The security and safety of the citizenry remain the primary responsibility of government

Against a backdrop of rising polarisation in the country following violent attacks that have triggered calls for reprisals, the Defence Minister, Bashir Magashi, has asked Nigerians not to be cowards, urging them to confront the bandits. His exact words: “It is the responsibility of everybody to keep alert and to find safety when necessary. But we shouldn’t be cowards. At times, the bandits will only come with about three rounds of ammunition, when they fire shots, everybody runs. In our younger days, we stand to fight any aggression. I don’t know why people are running from minor things like that. They should stand and let these people know that even the villagers have the competency and capabilities to defend themselves.”

That the nation quivers under threats of all colouration, with sundry mischief makers coming now and then to contribute whatever they can to create a climate of fear is not in doubt. But even at that, we do not expect a government to surrender cheaply to criminals. At a time when public confidence is rapidly shifting to sectional and regional security arrangements, the call by Magashi is an admission that the federal government can no longer guarantee the security of life and property for citizens and residents in Nigeria. Yet the security and safety of all people in Nigeria remain the primary responsibility of the federal government.

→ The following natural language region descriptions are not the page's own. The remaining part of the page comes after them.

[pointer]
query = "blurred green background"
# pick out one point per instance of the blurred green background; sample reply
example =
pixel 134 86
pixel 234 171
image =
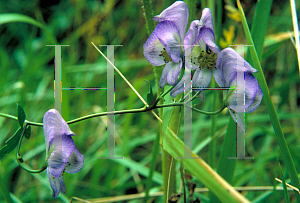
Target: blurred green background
pixel 27 74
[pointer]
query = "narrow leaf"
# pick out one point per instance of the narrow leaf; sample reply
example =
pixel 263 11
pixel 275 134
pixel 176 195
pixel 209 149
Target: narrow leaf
pixel 269 104
pixel 21 115
pixel 287 199
pixel 149 94
pixel 11 143
pixel 27 132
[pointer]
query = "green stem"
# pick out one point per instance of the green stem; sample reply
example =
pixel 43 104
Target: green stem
pixel 192 10
pixel 19 157
pixel 4 191
pixel 212 146
pixel 183 183
pixel 270 106
pixel 109 113
pixel 144 109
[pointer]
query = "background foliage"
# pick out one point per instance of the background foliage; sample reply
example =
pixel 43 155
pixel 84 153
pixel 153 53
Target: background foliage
pixel 26 78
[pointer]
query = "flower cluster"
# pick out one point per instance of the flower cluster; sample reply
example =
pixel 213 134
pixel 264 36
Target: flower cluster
pixel 61 153
pixel 162 47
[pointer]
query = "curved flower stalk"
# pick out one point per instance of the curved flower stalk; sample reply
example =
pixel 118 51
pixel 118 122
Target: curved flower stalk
pixel 248 90
pixel 162 47
pixel 61 153
pixel 205 63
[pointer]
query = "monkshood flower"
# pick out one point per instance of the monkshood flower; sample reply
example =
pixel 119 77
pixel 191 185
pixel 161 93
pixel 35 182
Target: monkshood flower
pixel 247 88
pixel 61 153
pixel 162 45
pixel 205 64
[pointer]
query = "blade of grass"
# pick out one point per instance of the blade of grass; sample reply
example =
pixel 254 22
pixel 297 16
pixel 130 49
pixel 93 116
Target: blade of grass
pixel 226 167
pixel 201 170
pixel 15 17
pixel 4 191
pixel 270 106
pixel 287 199
pixel 259 26
pixel 296 29
pixel 155 152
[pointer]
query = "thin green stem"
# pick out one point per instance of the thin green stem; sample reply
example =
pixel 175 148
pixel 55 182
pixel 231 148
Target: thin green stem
pixel 270 106
pixel 194 109
pixel 183 184
pixel 109 113
pixel 15 118
pixel 144 109
pixel 296 29
pixel 19 157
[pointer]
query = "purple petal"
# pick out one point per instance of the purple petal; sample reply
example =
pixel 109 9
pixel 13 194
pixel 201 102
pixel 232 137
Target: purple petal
pixel 62 184
pixel 54 126
pixel 63 148
pixel 152 50
pixel 257 100
pixel 201 78
pixel 208 36
pixel 179 88
pixel 170 73
pixel 75 162
pixel 218 76
pixel 227 62
pixel 192 36
pixel 178 13
pixel 168 35
pixel 248 92
pixel 54 183
pixel 206 19
pixel 202 96
pixel 238 120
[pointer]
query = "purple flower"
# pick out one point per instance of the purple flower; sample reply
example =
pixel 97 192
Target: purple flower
pixel 204 63
pixel 247 90
pixel 162 45
pixel 61 153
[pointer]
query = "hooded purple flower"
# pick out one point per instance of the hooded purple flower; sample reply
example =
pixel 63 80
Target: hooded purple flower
pixel 205 63
pixel 162 45
pixel 248 95
pixel 61 153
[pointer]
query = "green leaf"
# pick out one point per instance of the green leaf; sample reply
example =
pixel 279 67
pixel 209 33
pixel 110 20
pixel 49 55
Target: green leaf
pixel 291 169
pixel 226 167
pixel 11 143
pixel 27 132
pixel 21 115
pixel 4 191
pixel 16 17
pixel 149 94
pixel 287 199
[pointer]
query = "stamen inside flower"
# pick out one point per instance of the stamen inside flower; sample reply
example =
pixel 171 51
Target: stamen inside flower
pixel 207 59
pixel 165 55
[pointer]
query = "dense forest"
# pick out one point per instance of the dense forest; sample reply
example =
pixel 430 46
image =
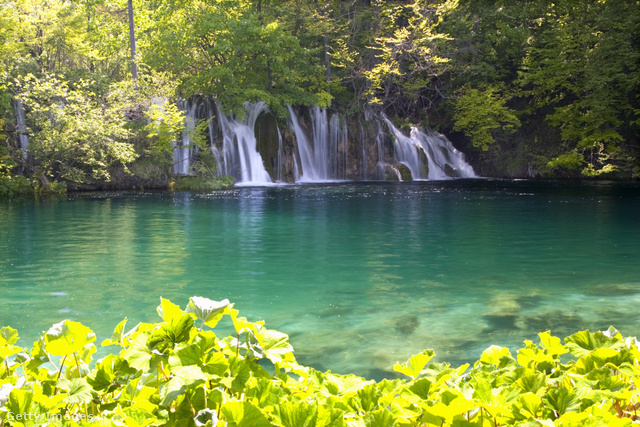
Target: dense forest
pixel 527 89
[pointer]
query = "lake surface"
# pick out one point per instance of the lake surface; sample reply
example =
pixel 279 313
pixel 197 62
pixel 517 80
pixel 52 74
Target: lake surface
pixel 360 275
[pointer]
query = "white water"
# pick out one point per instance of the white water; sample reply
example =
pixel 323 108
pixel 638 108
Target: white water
pixel 182 151
pixel 240 156
pixel 322 158
pixel 443 160
pixel 23 138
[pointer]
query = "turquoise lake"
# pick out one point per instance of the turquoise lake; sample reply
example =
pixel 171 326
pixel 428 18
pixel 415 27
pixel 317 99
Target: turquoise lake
pixel 360 275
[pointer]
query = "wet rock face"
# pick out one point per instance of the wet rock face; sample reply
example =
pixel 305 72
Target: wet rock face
pixel 268 142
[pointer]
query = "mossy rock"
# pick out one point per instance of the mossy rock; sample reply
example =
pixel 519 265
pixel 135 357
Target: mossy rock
pixel 405 172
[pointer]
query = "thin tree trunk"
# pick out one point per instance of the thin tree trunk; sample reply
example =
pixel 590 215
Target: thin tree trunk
pixel 327 60
pixel 132 39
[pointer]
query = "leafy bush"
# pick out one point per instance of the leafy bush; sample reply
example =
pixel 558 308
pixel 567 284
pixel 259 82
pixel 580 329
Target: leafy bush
pixel 178 372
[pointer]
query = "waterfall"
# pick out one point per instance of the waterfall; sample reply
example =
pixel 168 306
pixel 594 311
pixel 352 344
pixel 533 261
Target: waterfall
pixel 280 177
pixel 23 137
pixel 240 156
pixel 382 163
pixel 364 154
pixel 182 151
pixel 443 160
pixel 322 158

Nothing can be more irresponsible than a call by the Defence Minister of a country that citizens should defend themselves against criminal gangs bearing arms. The pertinent question that arises from his statement is: When and how did we sink so low as a society?

With Nigeria gradually descending to the Hobbesian state of nature where life is “nasty, brutish and short”, Magashi’s call can only further worsen the situation. The rule of law, as opposed to that of the jungle, presupposes that anybody accused of a crime, however heinous, is entitled to a fair trial before punishment could be meted if found guilty. But now we can understand why more Nigerians are shunning the instrumentality of the law in the settlement of disputes. Because the state is not only powerless, it is showing in words (like Magashi’s) and deeds (ongoing negotiations with bandits for the release of students abducted from their school) that it has surrendered power to criminals.

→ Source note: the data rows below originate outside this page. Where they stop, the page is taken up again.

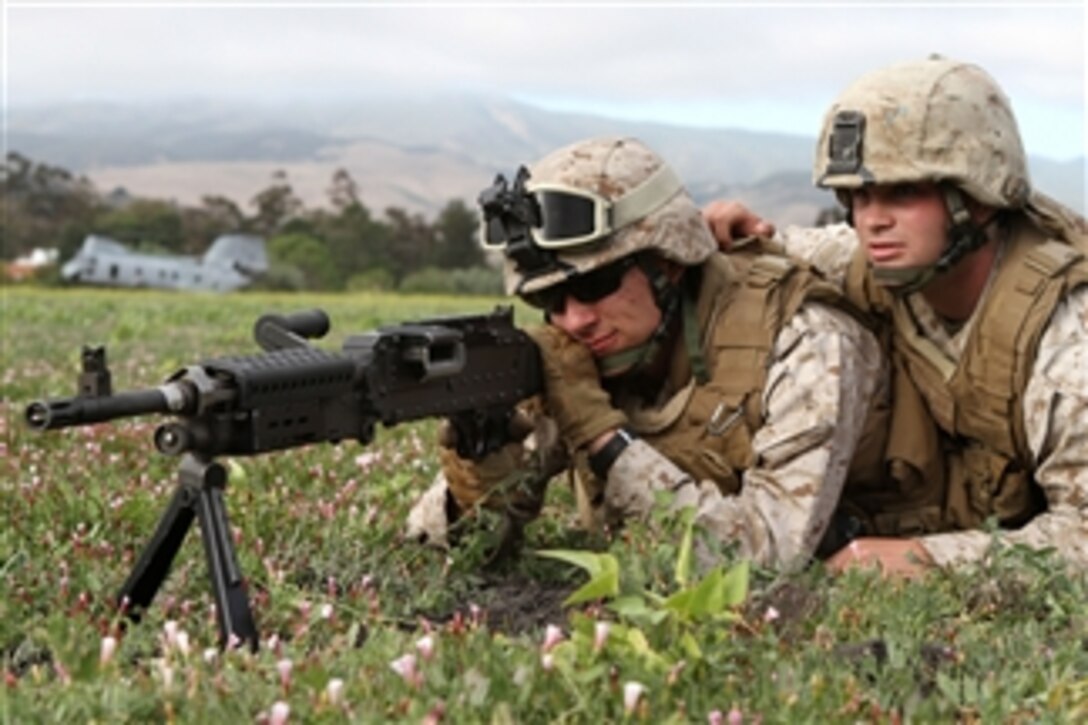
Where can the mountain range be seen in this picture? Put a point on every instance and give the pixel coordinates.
(412, 152)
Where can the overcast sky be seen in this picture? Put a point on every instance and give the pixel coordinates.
(769, 66)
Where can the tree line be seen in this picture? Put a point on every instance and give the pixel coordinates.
(342, 246)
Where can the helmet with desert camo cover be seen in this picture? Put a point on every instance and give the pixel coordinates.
(932, 121)
(936, 120)
(594, 203)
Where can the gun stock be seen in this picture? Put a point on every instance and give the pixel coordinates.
(473, 369)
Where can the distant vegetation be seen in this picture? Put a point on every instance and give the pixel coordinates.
(342, 246)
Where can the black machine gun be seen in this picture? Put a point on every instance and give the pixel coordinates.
(471, 369)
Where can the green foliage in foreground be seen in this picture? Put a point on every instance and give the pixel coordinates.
(361, 626)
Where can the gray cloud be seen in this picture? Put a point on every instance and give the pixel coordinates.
(775, 66)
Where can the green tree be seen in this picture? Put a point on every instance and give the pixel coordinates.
(457, 242)
(275, 206)
(145, 223)
(39, 203)
(307, 254)
(411, 242)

As we have said in the past, there is an urgent need to review the Police operational strategy with a view to enhancing its intelligence gathering capacity. Most of the crimes that are now commonplace could be nipped in the bud if police operatives have their ears to the ground. But how can they when their conducts make them repugnant to public confidence? Complaints are rife that information given to the police in confidence sometimes finds their way to the ears of criminals, who in turn hunt down the informants. Yet public confidence is crucial if the police are to obtain vital information that would lead to the detection of crime. Through regular intelligence training and massive deployment of modern technology, it is possible to make policing duties more effective.

Without any doubt, the most pressing challenge facing the nation today is that of insecurity. But advocating that Nigerians should defend themselves against criminals is an admission that the federal government has failed without accepting responsibility. With Nigeria gradually sliding to chaos, there is need for a more coherent strategy to deal with the criminal gangs that have now practically seized power across the country.